He gives Army PCs a seal of approval

The Army’s Ron Jarmuth says
he enjoys his product testing job. He works at a support center that helps users decide
what IT to buy.

“We never buy before we try,” is the mantra Ronald E. Jarmuth lives by.

The chief of the Technology and Security Branch at the Army headquarters’
Information Management and Support Center, Jarmuth and his colleagues test hardware and
software for an organization that has a two-year PC lifecycle replacement plan.

“Basically, we’re looking at whatever industry shows us,” he said. That
includes kiosks, network hardware, videoconferencing and remote communications software,
video cards and hard drives.

Jarmuth said the center plays a central role in helping users learn about systems.
“The average person in government is not technically adept. Many of them are doing
contract administration. Agencies don’t have the time and money to send them to many
conferences” where they could learn more, he said.

Besides evaluating products for 9,000 Army users, IMCEN runs a help desk, supports
e-mail, provides training and acts as an Internet service provider.

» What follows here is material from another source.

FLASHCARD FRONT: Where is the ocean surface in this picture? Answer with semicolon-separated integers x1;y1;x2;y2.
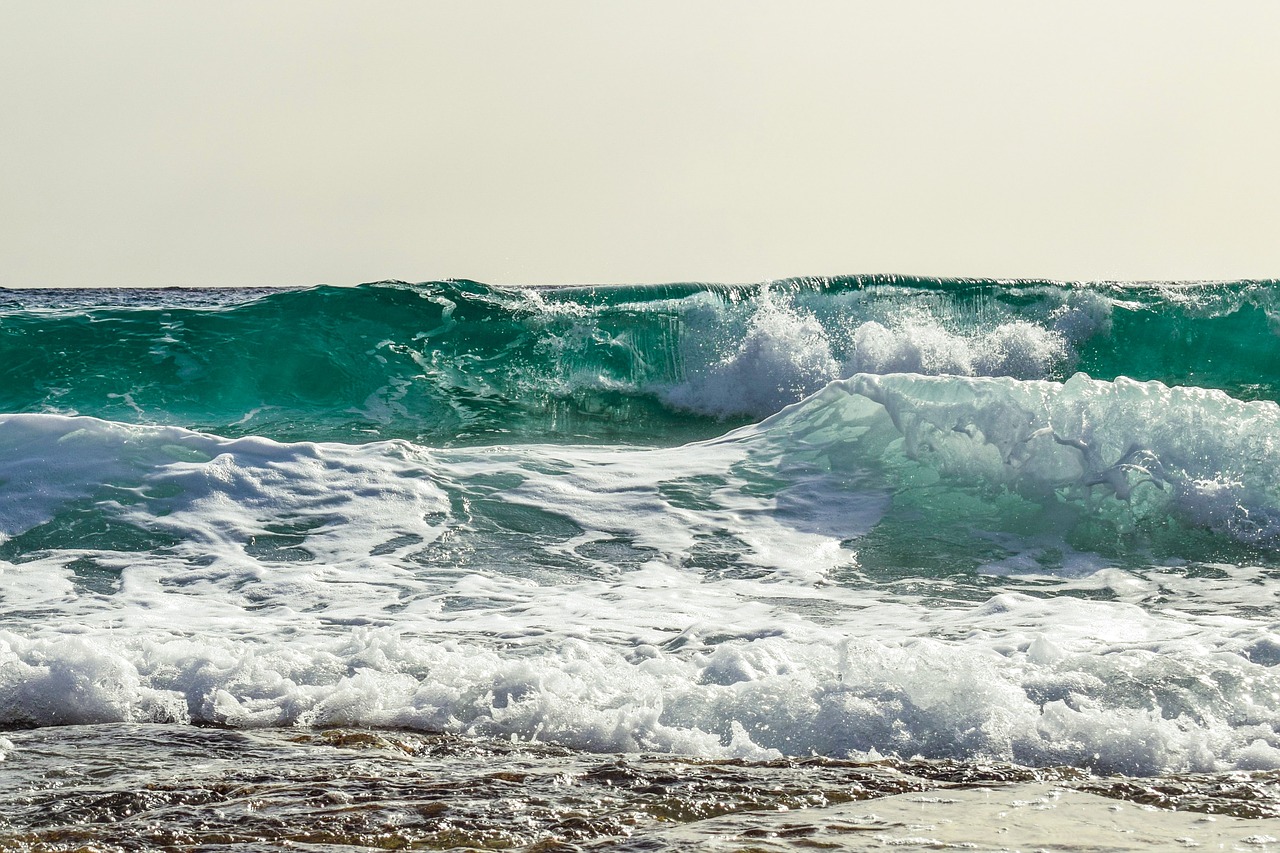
0;277;1280;852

“I love what I’m doing. I’m not here for the money,” Jarmuth said
in his office, surrounded by computers and software cartons. If Jarmuth wanted to leave
the Army, he said, “I could double my money by making a few phone calls. But
it’s fun to come to work.”

The center helps users figure out what to buy. Last year, for example, working from a
list IMCEN created of approved vendors, the Army bought 2,000 Dell Computer Corp. portable
PCs and 4,000 Toshiba America Information Systems Inc. Equium desktop PCs for headquarters
users, he said.

“We’re heavy users,” he said. And the growing bulkiness of software has
led organizations such as IMCEN to recommend ever-newer PCs for users, Jarmuth said.

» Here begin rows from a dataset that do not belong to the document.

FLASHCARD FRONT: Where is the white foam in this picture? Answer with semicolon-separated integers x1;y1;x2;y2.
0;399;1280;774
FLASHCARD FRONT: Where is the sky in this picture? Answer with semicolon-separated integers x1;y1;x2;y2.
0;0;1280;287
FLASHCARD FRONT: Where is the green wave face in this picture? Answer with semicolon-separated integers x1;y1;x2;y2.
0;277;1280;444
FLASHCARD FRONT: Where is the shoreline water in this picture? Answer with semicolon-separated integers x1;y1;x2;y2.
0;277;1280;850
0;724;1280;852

Jarmuth predicts that Windows NT Workstation 5.0 will take 1G of hard drive space and
Microsoft Office 2000, or whatever name Microsoft Corp.’s next suite has, will take
at least 850M.

“It’s difficult to swap in and out of applications in Windows 98 and NT 4.0
without 64M of RAM,” he said. Even so, Jarmuth said, he likes Win98. “It’s
more robust than 95. The code is tighter and faster. It’s more immune to
crashes,” he said.

When Jarmuth reviews products, he considers the technology and factors in a
manufacturer’s market penetration. For example, he said, there are probably better
removable drives than Iomega Corp.’s Zip drive, but he favors the Roy, Utah,
company’s drives over competing products.

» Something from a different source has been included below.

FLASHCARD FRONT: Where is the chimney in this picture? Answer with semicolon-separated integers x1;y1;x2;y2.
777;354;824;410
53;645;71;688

Zip is really the lingua franca, he said. “There are Zip readers everywhere.”

Another example is Microsoft Exchange, which Army headquarters staff members use for
messaging. Exchange is “not necessarily the best product. But it has documentation,
integration into the desktop and industry support,” he said. The service has
previously used Lotus cc:Mail, Microsoft Mail and Novell GroupWise.

But, Jarmuth said, he and his colleagues are not afraid to stand apart from the crowd
when it makes sense.

After the Defense Information Systems Agency negotiated site licenses with Network
Associates Inc. of Santa Clara, Calif., and Symantec Corp. of Cupertino, Calif., for
anti-virus software, Army headquarters continued to pay for an antivirus application from
Dr. Solomon’s Software Inc. of Burlington, Mass. The Army could have gotten antivirus
software through the DISA site licenses at no charge, but it preferred the Dr.
Solomon’s apps, Jarmuth said.

Now, Jarmuth said, he is rethinking that decision since Network Associates bought Dr.
Solomon’s. “Service immediately went down the tubes,” he said.

In some cases, Jarmuth said the IMCEN team has a tough time discerning the best product
among close competitors. Consider PC chips, he said.

It’s difficult to gauge whether the K6 from Advanced Micro Devices Inc. of
Sunnyvale, Calif., is better than Intel Corp.’s 400-MHz Pentium II, he said. He said
he does not like Intel’s Celeron processors because they lack Level 2 cache. Jarmuth
suspects that chip makers soon will create CPUs for special applications, such as
computer-aided design.

With an eye to the future, he said he would put his money on DVD-ROM technology. He
said he figures that DVD-ROM drives will wipe out CD-ROM drives by January because of the
dropping prices and the higher storage capacity of DVD media.